Durante su dilatada trayectoria tocó con músicos de la talla de Eddie y
Charlie Palmieri, Tito Puente, Ray Barreto, Mongo Santamaría, Willie Bobo, Anita
O’Day, Kenny Burell, Dave Brubeck, Charlie Byrd, Stan Getz, Carmen McRae, Airto
Moreira y Hermeto Pascoal, entre muchos otros. Luego de su muerte, los músicos
Paquito D’Rivera, Poncho Sánchez y Louie Ramírez, lanzaron álbumes en tributo a
su legado musical.
De Cal Tjader traemos tres piezas representativas de su estilo: ¿Tú crees qué?; Tumbao; y Morning.

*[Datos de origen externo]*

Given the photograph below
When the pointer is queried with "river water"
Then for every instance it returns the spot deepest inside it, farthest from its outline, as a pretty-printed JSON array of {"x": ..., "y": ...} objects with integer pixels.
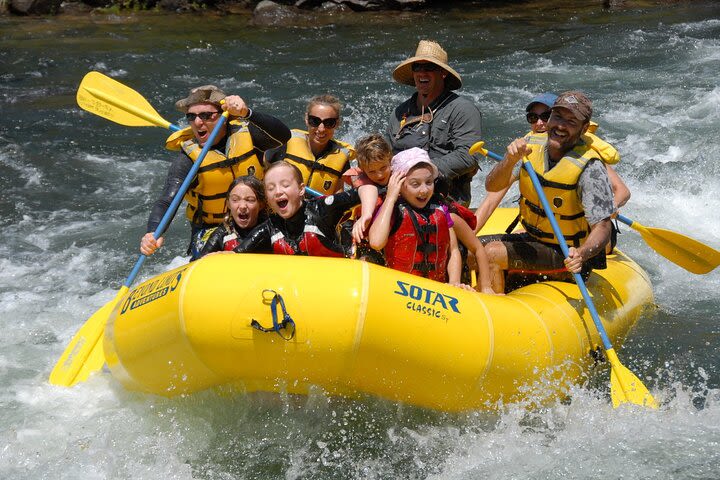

¿Tú crees qué? (Mongo Santamaría). Del álbum “Cal Tjader’s Latin Concert” (Fantasy/OJC
/ 1958). Cal Tjader: vibráfono. Willie Bobo: bongos.
Tumbao (C. Tjader). Del álbum “The Best of Cal Tjader: Live At The Monterey
Jazz Festival 1958-1980” (Monterey Jazz Festival Records / 2008). Mongo Santamaría: tumbadoras.
Morning (David McKay). Del álbum homónimo (Fantasy / 1977). Piano eléctrico:
Clare Fischer. Guitarra eléctrica: Bob Redfield. Carl Tjader: vibráfono.
“Aretha Franklin – I
Say a Little Prayer” (Cortesía de Enrique Pérez)
“Masaaki Hiroi – Fabricante de juguetes japonés” (Cortesía
de Elia Gallego)
“Qué es un gato” (Cortesía de Natasha Blanco)
Música: Enya
Enya (Eithne Pádraigín Ni Bhraonáin / 1961) es una cantante irlandesa de
música New Age. Canta de preferencia en gaélico (irlandés antiguo) e inglés, y
en los idiomas ficticios quenya y loxian, este último creado por su letrista
Roma Ryan. Sus inicios musicales fueron con el grupo Clannad, con quienes
estuvo desde 1979 hasta 1982.
Desde su separación de Clannad ha producido muchos álbumes que la han
consagrado internacionalmente como una de las grandes cantantes de la época. Su
música ha sido nominada para los Globos de Oro, los Oscar y ha ganado un
Grammy. Además, un asteroide fue bautizado “Enya” en su honor.
De Enya traemos tres de sus mejores álbumes: “A Day
Without Rain”, “The Celts”, y “Watermark”.